Weinheimer Feuerwehr befreit bewusstlosen Autofahrer
Gleich zwei Mal müssen die Retter außerdem in die Weststadt ausrücken. Der Grund: angebranntes Essen.
Der Brand einer Wohnung in der Straße "Am Drachenstein" im Weinheimer Stadtteil Müll bleibt am Donnerstag nicht der einzige Einsatz der Weinheimer Feuerwehr.
Gegen 17.30 Uhr wurde die Abteilung Stadt in den Haselnussweg alarmiert. Zuvor war ein Autofahrer aus bisher ungeklärter Ursache auf ein parkendes Auto gefahren und schob dies gegen die Hauswand eines Mehrfamilienhauses, schreibt die Feuerwehr in einer Pressemitteilung. Da der Fahrer bewusstlos war, lief der Motor des Fahrzeugs weiter und drückte das geparkte Auto weiter gegen die Hauswand. Dadurch drehten die Reifen des Unfallwagens durch und fingen an zu brennen. Ein Feuerwehrmann aus der Nachbarschaft erkannte die Situation und unterstützte die Ersthelfer vor Ort.

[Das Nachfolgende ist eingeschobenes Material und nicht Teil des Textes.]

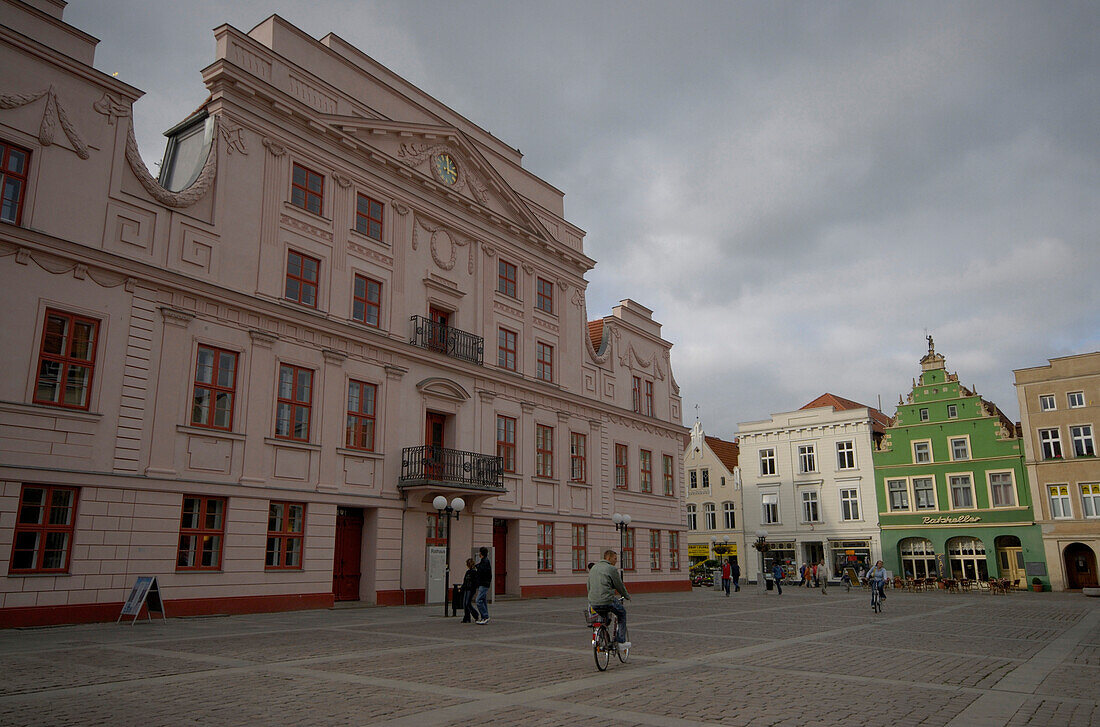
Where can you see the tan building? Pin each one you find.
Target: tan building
(252, 376)
(713, 498)
(1059, 409)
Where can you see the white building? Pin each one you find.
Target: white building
(809, 481)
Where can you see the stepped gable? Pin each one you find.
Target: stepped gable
(725, 451)
(879, 420)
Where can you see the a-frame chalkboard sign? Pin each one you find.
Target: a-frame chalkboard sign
(145, 591)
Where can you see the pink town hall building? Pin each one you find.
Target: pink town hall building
(251, 375)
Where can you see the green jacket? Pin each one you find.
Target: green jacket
(604, 580)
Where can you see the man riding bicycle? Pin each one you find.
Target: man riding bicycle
(604, 582)
(877, 577)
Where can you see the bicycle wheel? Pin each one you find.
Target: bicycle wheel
(602, 648)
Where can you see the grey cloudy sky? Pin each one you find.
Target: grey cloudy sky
(799, 190)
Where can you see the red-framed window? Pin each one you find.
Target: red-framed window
(506, 278)
(506, 442)
(543, 295)
(303, 273)
(14, 163)
(506, 349)
(437, 530)
(43, 538)
(66, 360)
(628, 549)
(543, 451)
(369, 217)
(580, 547)
(620, 465)
(366, 300)
(215, 388)
(286, 529)
(546, 548)
(543, 361)
(360, 427)
(578, 456)
(201, 533)
(295, 403)
(307, 189)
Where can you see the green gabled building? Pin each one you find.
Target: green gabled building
(953, 493)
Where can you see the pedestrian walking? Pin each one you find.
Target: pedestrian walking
(484, 583)
(469, 592)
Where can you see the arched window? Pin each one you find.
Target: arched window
(967, 558)
(710, 518)
(917, 558)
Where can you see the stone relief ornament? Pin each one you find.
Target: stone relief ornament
(52, 116)
(166, 197)
(110, 108)
(437, 233)
(415, 154)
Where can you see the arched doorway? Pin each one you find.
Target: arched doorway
(1080, 566)
(917, 558)
(967, 559)
(1010, 558)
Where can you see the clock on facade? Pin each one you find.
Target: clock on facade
(446, 168)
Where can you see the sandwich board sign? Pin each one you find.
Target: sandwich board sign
(147, 592)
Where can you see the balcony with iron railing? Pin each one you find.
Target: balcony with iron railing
(447, 340)
(452, 469)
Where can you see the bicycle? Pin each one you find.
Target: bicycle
(876, 597)
(604, 624)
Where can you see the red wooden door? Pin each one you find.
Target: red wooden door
(347, 566)
(440, 321)
(501, 550)
(435, 443)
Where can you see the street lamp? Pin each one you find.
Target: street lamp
(762, 547)
(450, 510)
(622, 524)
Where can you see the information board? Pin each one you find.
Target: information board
(145, 591)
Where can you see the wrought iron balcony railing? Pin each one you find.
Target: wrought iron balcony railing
(439, 464)
(450, 341)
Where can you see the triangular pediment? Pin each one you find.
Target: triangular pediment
(418, 146)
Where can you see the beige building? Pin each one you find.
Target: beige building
(1059, 409)
(713, 498)
(252, 376)
(807, 480)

Während sich die einen Helfer um den bewusstlosen Mann kümmerten, löschten andere die Reifen.
Die inzwischen eingetroffen Feuerwehr übernahm die Einsatzstelle und befreitet den bewusstlosen Autofahrer aus seinem Fahrzeug. Die Feuerwehrsanitäter übernahmen die medizinische Erstversorgung des Verletzten bis zum Eintreffen des Rettungsdienstes. Weitere Feuerwehrkräfte stellten den Brandschutz sicher und bauten einen Sichtschutz auf. Nachdem der Patient vom Rettungsdienst versorgt war, konnte dieser zur weiteren Behandlung mit einem Rettungswagen ins Krankenhaus gebracht werden.
Lob für die couragierten Ersthelfer
Weinheims Feuerwehrkommandant Ralf Mittelbach lobte die Zivilcourage der Ersthelfer - in der Weststadt genauso wie am Morgen im Stadtteil Müll - retteten beherzte Ersthelfer Menschenleben.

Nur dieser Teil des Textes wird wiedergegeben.